Solté un gruñido y me relajé entre sus brazos cuando comenzó a alejarnos de la fuente.
—¿Y si algo sale mal mañana por la noche? ¿Qué demonios ocurre cuando un humano se convierte?
—Yo bebo un poco de tu sangre y tú bebes un poco de la mía. Es fácil. Nada saldrá mal.
—Sí, pero y si…
Me puso un dedo sobre los labios.
—Si fueras muy vieja, o muy joven, o estuvieras gravemente enferma, entonces sí, sería probable que algo fuera mal. Pero no es así. De hecho, eres una dampira, así que hay incluso menos probabilidades de que eso suceda. De modo que deja de preocuparte.
Proferí un quejido de disgusto con los labios fruncidos.
—¿Y cómo va eso de la sangre? ¿Cuánto se tarda?
—Tus dientes tardarán unos días en afilarse del todo y te llevará un tiempo desarrollar tus destrezas para la caza, pero casi todo se transforma en unas cuantas horas. Es asombroso ver a alguien palidecer así.
—¿Ya has convertido a alguien antes? —Asintió. Era tranquilizador saber que sabía lo que estaba haciendo, pero también sentí algo más. Celos, tal vez—. ¿A quién?
Sacudió la cabeza como si estuviera intentando recordar.
—A una de las doncellas de la casa, no mucho después de la guerra. Anne, creo que se llamaba.
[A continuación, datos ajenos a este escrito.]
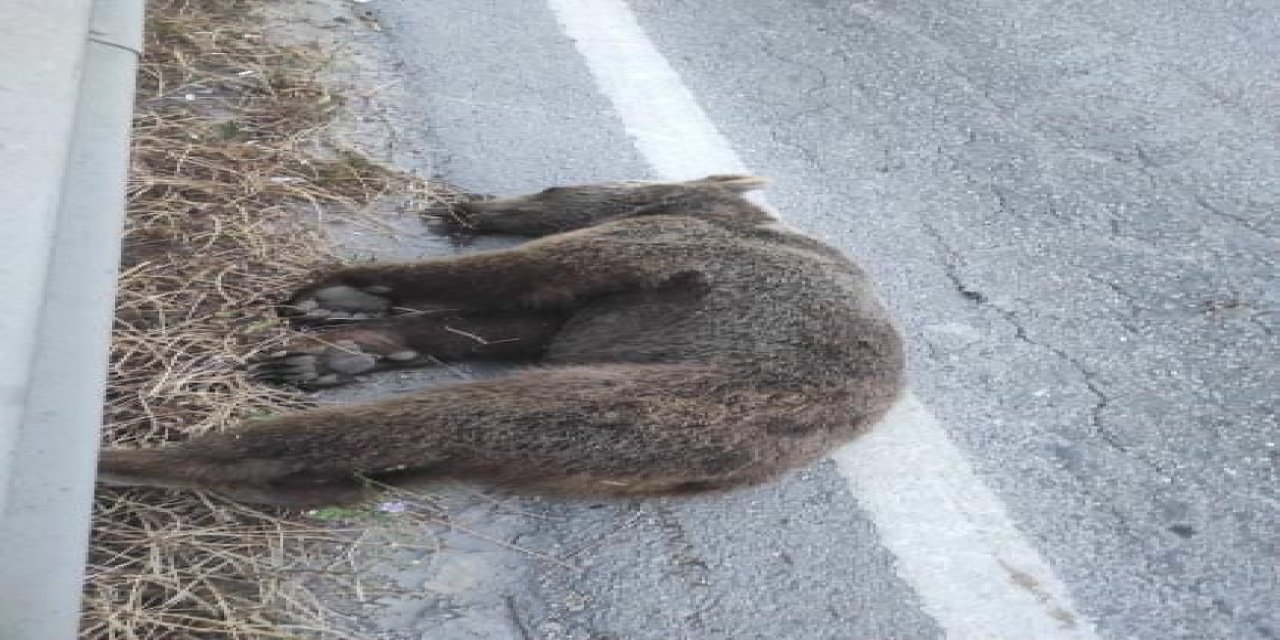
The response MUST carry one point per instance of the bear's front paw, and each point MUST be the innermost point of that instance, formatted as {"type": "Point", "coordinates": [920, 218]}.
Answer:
{"type": "Point", "coordinates": [339, 302]}
{"type": "Point", "coordinates": [324, 361]}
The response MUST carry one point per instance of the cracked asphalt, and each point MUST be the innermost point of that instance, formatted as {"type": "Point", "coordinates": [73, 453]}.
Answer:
{"type": "Point", "coordinates": [1073, 208]}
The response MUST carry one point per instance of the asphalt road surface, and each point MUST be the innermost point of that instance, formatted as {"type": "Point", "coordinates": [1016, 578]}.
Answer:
{"type": "Point", "coordinates": [1073, 208]}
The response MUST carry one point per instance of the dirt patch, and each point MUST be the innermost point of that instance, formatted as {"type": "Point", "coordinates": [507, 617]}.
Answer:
{"type": "Point", "coordinates": [236, 172]}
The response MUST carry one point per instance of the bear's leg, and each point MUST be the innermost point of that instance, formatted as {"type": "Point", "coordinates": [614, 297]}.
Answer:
{"type": "Point", "coordinates": [336, 356]}
{"type": "Point", "coordinates": [548, 273]}
{"type": "Point", "coordinates": [616, 429]}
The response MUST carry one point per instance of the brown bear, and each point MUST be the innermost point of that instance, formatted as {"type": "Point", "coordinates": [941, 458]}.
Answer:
{"type": "Point", "coordinates": [677, 339]}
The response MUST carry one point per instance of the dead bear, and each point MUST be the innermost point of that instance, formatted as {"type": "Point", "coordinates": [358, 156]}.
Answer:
{"type": "Point", "coordinates": [676, 338]}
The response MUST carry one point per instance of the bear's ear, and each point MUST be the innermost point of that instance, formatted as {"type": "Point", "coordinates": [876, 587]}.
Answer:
{"type": "Point", "coordinates": [736, 182]}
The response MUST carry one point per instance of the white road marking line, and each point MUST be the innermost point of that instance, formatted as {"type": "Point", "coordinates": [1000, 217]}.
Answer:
{"type": "Point", "coordinates": [955, 544]}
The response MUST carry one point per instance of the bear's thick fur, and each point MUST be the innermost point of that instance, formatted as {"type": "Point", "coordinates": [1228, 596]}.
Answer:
{"type": "Point", "coordinates": [680, 341]}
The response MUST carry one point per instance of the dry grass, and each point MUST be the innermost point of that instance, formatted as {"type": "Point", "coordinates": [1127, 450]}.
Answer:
{"type": "Point", "coordinates": [228, 168]}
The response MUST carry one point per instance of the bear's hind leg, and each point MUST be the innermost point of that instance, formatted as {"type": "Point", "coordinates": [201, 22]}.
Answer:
{"type": "Point", "coordinates": [337, 356]}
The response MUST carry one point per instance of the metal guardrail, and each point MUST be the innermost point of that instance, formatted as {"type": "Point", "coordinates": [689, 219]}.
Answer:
{"type": "Point", "coordinates": [67, 80]}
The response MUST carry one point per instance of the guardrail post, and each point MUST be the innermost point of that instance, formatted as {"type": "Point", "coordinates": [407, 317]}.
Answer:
{"type": "Point", "coordinates": [67, 81]}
Algo se me retorció en la boca del estómago.
—¿Te refieres a Annie?
Volvió a asentir. Un matiz rojo apareció en sus ojos y no tuve que preguntar nada más para saber lo que había ocurrido. «Bueno, eso explica muchas cosas». Sentí otro alfilerazo de celos, mezclado también con algo de culpa.
—En cualquier caso, si algo fuera mal, ¿te…?
—Mi padre no estará lejos, y él sabe todo lo que hay que saber respecto a convertir humanos. —Una vez más, no supe si sentirme más segura o preocuparme—. ¿Quieres saber algo? —dijo, claramente deseoso de cambiar de tema. Entrelazó los dedos con los míos y no esperó una respuesta. Colocó mi propia mano sobre el punto de mi pecho en el que mi corazón latía con más fuerza y contestó por mí—: No puedo esperar a que este corazón deje de latir.
Me puse de puntillas y le di un beso en los labios. «Yo sí podría esperar, pero si alguna vez va a existir una razón para convertirse, es para tener más momentos como este». Apoyé la cabeza en su hombro. Kaspar estaba de espaldas a la mansión y yo levanté la mirada hacia el lugar que había sido mi hogar durante los últimos meses. Lo contemplé y me pregunté cómo una casa tan grande, vacía y fría podía hacerme sentir tan bien incluso después de todo lo que había ocurrido.
Y desde el piso de arriba, una cara me devolvía la mirada: la del rey. Su expresión no era ni de amabilidad ni de enfado, estaba simplemente vacía, justo como pensaba que debía de estar su corazón desde hacía mucho tiempo. Pero en aquel momento me di cuenta de que sufría, más que cualquiera de nosotros. Y un piso por debajo de él, un segundo hombre nos observaba: mi propio padre. No necesité escudriñar su expresión para saber que estaba llena de dolor.
Apreté el vientre desnudo contra el de Kaspar con la esperanza de que no lo vieran y me alegré de que la oscuridad escondiera mis mejillas sonrojadas.
«No permitiré que sus disputas se interpongan entre Kaspar y yo. No puedo permitirlo».